Cunningamie

Inhoudsopgave:

Cunningamie
Cunningamie
Anonim
Image
Image

Cunninghamia (lat. Cunninghamia) - een geslacht van groenblijvende bomen van de Cypress-familie. Voorheen werd het geslacht gerangschikt onder de Taxodiaceae-familie. Tegenwoordig omvat het geslacht slechts twee soorten, maar de meeste botanici beschouwen ze als ondersoorten van Cunninghamia lanceolata (lat. Cunninghamia lanceolata). Het geslacht is vernoemd naar twee natuuronderzoekers en botanici, James en Allan Cunningham. Natuurlijke habitat - het eiland Taiwan, vochtige bergbossen van Noord-Vietnam, Zuid- en Centraal-China.

Kenmerken van cultuur

Kunningamia is een tot 50 m hoge naaldboom met een piramidale kroon. De stam is bedekt met grijsbruine, afbladderende lange stroken bast. De takken hangen. De naalden (gemodificeerde bladeren) zijn lichtgroen of donkergroen, lineair-lancetvormig, puntig, halvemaan-naald, leerachtig, fijn getand langs de rand, met een brede basis, tot 7 cm lang, gelegen op de scheuten in twee rijen.

Kegels zijn ovaal of bolvormig, bereiken een diameter van 2-2,5 cm, bedekt met betegelde schubben, gebogen aan de uiteinden. Zaden zijn gecomprimeerd, geelachtig bruin, smal gevleugeld. Het hout van cunningamia is licht, zacht, heeft een roodachtige tint en een aangenaam aroma; het wordt vaak gebruikt voor het maken van papier, etherische oliën en verschillende ambachten. Cunningamia kan niet opscheppen over winterhardheid. Kunningamia lancetvormig is bestand tegen vorst tot -17, 5C, kunningamia Konishi - tot -6, 5C.

Groeiomstandigheden

Kunningamia geeft de voorkeur aan goed vochtige, lichtzure, klei- of zandgronden. Accepteert geen moerassige, zoute, kalkhoudende en alkalische bodems. De standplaats is bij voorkeur zonnig, lichte beschaduwing door planten kan geen kwaad. Kunningamia stelt behoorlijk veel eisen aan de luchtvochtigheid, dus wordt het in Rusland alleen aan de kust van de Zwarte Zee gekweekt. Kunningamia lancetvormig is een frequente gast van kassen en wintertuinen.

Subtiliteiten van reproductie

Cunningamia wordt vermeerderd door zaden, stekken en wortelscheuten. Het zaaien van zaden gebeurt met vers geoogste zaden in februari in verwarmde kassen. Je moet de zaden niet bewaren, omdat ze snel hun kiemkracht verliezen. Doorgaans verschijnen vermeldingen binnen 40-60 dagen. De optimale temperatuur voor het ontkiemen van zaden is 18-20C. Voor het zaaien worden de opgeslagen zaden 3-4 uur in warm water geweekt, waarna ze worden gelegd voor stratificatie, die 1 maand duurt. Scarificatie van cunningamia-zaden wordt aangemoedigd.

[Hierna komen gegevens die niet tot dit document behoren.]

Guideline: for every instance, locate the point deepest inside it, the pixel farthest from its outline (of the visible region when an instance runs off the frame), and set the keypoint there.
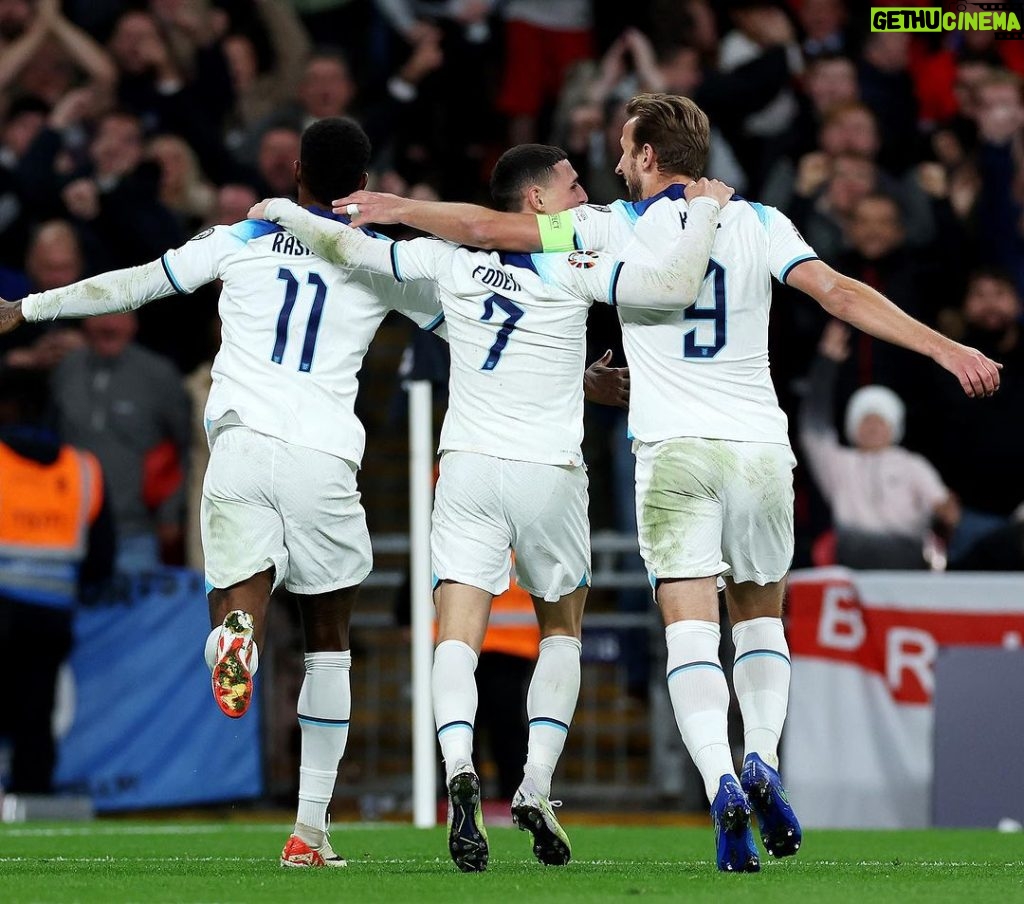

Vaak wordt cunningamia vermeerderd door wortelscheuten, minder vaak door scheuten die zich in het onderste deel van de stam vormen. Snijden is niet verboden. Stekken worden gesneden uit semi-verhoute scheuten. Elke stengel moet een hiel hebben. Om planten met een mooie piramidale kroon te verkrijgen, worden stekken gesneden uit verticale scheuten, kruipende vormen - uit zijscheuten.

Thuis slijm kweken

Bij het kweken van cunningamia als kamergewas is het belangrijk om optimale omstandigheden te behouden. In het zomerseizoen hebben planten een hoge luchtvochtigheid nodig. Regelmatig water geven en sproeien is een voorwaarde voor het juiste onderhoud van cunningamias.

Met het begin van koud weer wordt het water geven van planten aanzienlijk verminderd. De binnentemperatuur in de winter mag niet hoger zijn dan 20C. In het voorjaar wordt cunningamia gevoed met meststoffen met verlengde afgifte die speciaal zijn ontworpen voor naaldgewassen.